Dans cette ville frontière coupée du monde par une tempête de neige et en pleins troubles liés à cette élection à haut risque, il se retrouve pris entre les autorités kémalistes laïques et les islamistes, qui tous veulent instrumentaliser les filles voilées, les suicides et le poète qu'il est. Ka est venu aussi à Kars pour retrouver la belle Ipek, jadis connue à l'université. La neige qui nimbe la ville lui confère une poésie mélancolique, propre aux lieux oubliés du monde, où se répondent avec une intensité fiévreuse le vide existentiel et la recherche du sens. Ka y retrouve surtout son inspiration poétique perdue. Il traverse comme un "derviche" les évènements extraordinaires qui secouent la ville, la roue de l'histoire se met en branle et finit par le happer à son tour.
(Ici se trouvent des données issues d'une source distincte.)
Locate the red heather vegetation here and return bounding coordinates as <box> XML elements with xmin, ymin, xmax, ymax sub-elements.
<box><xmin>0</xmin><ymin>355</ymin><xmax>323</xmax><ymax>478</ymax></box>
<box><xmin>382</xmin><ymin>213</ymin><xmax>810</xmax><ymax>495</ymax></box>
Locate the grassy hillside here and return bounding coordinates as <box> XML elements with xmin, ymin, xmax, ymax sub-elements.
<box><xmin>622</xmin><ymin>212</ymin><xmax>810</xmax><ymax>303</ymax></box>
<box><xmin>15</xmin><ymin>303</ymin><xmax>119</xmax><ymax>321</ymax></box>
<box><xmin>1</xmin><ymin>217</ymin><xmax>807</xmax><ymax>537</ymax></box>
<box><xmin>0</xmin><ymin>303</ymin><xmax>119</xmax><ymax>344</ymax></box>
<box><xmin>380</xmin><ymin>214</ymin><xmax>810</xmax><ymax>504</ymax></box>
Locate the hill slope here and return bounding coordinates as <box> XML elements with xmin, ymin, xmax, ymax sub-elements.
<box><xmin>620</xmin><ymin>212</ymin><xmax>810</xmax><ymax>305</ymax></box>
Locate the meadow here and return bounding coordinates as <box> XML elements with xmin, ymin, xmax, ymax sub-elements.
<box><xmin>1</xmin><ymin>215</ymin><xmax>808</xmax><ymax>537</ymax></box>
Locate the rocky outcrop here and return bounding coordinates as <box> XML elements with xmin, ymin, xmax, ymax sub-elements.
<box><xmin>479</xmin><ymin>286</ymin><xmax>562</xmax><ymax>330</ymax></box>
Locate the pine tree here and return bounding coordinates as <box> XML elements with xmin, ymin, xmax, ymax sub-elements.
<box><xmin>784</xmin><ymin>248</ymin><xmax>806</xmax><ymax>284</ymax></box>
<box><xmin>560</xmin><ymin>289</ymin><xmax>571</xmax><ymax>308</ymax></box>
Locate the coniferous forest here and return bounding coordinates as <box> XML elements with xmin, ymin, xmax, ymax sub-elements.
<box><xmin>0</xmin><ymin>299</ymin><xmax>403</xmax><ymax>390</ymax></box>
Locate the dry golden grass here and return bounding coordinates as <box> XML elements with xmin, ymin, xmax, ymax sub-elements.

Deux thèmes, deux mouvements
Le travail dramaturgique de la metteure en scène Blandine Savetier, artiste associée au Théâtre National de Strasbourg, a consisté à identifier deux grands thèmes qui structurent l'adaptation en deux mouvements. Dans le premier, le poète Ka est central. Sharif Andoura, que l'on a déjà vu à La Comédie dans les dernières mises en scène de Mathieu Cruciani (Moby Dick de Fabrice Melquiot en 2014 et Un beau ténébreux d'après Julien Gracq en 2016), se met dans la peau de cet exilé qui essaie de se reconnecter à son pays natal. Il est dans une logique individualiste "moderne", contre les autres personnages dont le discours et la philosophie tendent à dissoudre l'individu dans la Communauté. Dans le deuxième mouvement, c'est le metteur en scène et acteur Sunay Zaim (Philippe Smith, qui a également joué dans le Moby Dick de Mathieu Cruciani) qui est le personnage principal. En provoquant un coup d'état dans un théâtre puis en mettant en scène sa propre mort, il devient l'acteur principal de l'histoire et oblige tous les autres personnages à se définir par rapport à son acte.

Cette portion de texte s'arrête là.